Você se preocupava com a coexistência pacífica e horizontal entre as “formas de vida”, isto é, os diferentes modos de se construir conhecimento. Mais tarde, passou a acreditar na necessária e irrepreensível colaboração entre saberes e culturas. Este era o seu modo de priorizar a convivência amorosa entre a ciência e outras formas de conhecer. Entretanto, não se trata do amor banal, que prende e repreende, e sim do oposto disso.
Num dos artigos que encontrei sobre você, da Cristina Machado, lia-se “Feyerabend: l’enfant terrible da filosofia da ciência”. Estou só começando a estudar francês, mas consegui entender bem: você despertou a ira de muita gente! Alguns o denominaram de “o pior inimigo da ciência”, sem compreenderem direito que você não atacava a ciência em si, mas sim a sua pretensão imperialista e sua metodologia supostamente uniforme e linear.
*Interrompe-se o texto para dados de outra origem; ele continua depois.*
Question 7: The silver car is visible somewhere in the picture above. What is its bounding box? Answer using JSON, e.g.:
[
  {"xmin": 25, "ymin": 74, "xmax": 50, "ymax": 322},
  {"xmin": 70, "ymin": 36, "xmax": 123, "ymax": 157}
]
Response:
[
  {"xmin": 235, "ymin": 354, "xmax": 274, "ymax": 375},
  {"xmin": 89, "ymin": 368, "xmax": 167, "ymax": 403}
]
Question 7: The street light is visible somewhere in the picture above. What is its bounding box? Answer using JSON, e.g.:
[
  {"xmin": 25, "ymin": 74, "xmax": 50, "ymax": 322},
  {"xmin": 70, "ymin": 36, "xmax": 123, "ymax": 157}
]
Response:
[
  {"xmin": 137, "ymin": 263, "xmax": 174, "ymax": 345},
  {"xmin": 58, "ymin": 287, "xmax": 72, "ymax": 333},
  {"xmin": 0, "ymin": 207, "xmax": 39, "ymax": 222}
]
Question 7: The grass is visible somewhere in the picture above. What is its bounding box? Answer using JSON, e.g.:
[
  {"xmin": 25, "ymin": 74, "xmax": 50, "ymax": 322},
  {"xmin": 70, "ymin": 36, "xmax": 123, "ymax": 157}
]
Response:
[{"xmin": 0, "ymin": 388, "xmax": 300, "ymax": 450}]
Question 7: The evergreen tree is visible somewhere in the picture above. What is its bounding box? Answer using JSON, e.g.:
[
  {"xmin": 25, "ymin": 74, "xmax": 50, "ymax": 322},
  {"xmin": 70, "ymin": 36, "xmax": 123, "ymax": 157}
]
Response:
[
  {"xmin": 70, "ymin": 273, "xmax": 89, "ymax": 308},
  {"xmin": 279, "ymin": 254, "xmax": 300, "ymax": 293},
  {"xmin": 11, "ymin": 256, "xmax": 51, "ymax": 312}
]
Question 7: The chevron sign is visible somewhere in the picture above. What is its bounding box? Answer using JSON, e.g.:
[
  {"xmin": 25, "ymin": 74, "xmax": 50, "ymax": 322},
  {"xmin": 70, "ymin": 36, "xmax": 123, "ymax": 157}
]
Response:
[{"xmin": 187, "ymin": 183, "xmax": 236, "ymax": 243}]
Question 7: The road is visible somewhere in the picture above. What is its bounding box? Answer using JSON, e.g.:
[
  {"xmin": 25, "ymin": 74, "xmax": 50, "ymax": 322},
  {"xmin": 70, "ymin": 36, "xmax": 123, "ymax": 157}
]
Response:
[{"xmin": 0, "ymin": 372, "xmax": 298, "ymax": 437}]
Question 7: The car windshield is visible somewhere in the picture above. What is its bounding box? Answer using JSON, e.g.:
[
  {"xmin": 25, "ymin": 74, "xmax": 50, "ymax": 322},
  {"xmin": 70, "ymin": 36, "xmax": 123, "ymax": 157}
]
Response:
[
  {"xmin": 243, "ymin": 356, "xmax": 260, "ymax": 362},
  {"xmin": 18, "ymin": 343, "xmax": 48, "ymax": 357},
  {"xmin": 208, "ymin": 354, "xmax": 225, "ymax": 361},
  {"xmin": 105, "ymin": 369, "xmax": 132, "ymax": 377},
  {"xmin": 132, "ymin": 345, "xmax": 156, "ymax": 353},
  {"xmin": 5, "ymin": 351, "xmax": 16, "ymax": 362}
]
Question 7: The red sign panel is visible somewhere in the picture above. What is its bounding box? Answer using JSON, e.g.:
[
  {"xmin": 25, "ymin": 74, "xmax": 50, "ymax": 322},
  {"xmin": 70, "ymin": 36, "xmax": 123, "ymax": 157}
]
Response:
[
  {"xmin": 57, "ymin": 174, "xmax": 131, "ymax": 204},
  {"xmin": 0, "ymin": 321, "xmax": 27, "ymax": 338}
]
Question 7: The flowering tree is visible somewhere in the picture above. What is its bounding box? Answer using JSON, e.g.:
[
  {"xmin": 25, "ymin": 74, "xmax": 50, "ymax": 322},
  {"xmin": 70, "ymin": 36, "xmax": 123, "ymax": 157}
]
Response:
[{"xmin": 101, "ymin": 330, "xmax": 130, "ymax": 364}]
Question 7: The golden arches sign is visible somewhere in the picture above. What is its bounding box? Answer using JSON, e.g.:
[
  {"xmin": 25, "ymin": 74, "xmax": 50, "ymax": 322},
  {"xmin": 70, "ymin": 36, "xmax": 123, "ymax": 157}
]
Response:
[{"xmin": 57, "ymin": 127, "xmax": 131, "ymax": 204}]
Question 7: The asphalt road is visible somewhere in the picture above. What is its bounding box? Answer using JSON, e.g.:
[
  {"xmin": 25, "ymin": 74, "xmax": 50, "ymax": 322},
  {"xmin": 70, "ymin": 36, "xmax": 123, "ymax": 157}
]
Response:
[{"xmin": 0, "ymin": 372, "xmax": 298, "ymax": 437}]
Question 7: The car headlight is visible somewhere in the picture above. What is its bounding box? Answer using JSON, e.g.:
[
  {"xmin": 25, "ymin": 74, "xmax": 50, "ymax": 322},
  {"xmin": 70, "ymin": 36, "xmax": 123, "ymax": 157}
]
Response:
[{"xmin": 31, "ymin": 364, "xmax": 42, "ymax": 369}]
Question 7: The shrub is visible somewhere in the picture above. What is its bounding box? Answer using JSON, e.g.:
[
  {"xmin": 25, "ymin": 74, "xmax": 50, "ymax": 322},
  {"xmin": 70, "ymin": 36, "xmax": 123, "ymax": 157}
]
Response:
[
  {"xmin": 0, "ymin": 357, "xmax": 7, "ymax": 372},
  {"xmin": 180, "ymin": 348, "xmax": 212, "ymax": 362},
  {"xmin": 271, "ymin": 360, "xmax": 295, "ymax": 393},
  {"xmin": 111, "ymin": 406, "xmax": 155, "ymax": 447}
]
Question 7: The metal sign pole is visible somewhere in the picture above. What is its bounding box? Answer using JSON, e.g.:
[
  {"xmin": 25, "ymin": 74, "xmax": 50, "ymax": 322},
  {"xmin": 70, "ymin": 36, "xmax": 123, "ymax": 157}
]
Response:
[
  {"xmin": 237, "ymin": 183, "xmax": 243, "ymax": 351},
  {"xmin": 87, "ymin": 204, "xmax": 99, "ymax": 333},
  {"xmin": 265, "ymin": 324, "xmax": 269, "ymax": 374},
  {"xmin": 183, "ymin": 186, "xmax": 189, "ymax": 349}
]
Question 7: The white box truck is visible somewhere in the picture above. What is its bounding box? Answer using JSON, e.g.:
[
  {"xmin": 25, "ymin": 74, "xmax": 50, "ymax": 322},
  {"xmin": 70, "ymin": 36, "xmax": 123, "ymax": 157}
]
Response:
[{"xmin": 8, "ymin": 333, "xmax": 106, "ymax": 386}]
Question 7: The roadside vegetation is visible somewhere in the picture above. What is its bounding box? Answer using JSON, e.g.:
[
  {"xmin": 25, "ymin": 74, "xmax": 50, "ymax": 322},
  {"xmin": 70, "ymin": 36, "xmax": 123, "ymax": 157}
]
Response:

É como você disse: “as ideologias são maravilhosas quando operadas na companhia de outras ideologias. Elas tornam-se aborrecidas e dogmáticas quando seus méritos conduzem à remoção de seus adversários”.
Em meados da década de 70, você proferiu a perigosa afirmação de que “a ciência é uma religião”. Valeria Gianella, a esse respeito, escreveu que
“a partir dos princípios de (pretendida) objetividade, neutralidade e exatidão, a ciência se declarou o único saber válido, desqualificando qualquer outro através dos rótulos de superstição ou de magia. Constituiu-se como fundamento poderoso do sistema socioeconômico capitalista e tornou-se a base certa e incontestável para sustentar o processo de manipulação/exploração da natureza, com base na visão mecanicista dela (natureza) e na separação entre esta e o ser humano”.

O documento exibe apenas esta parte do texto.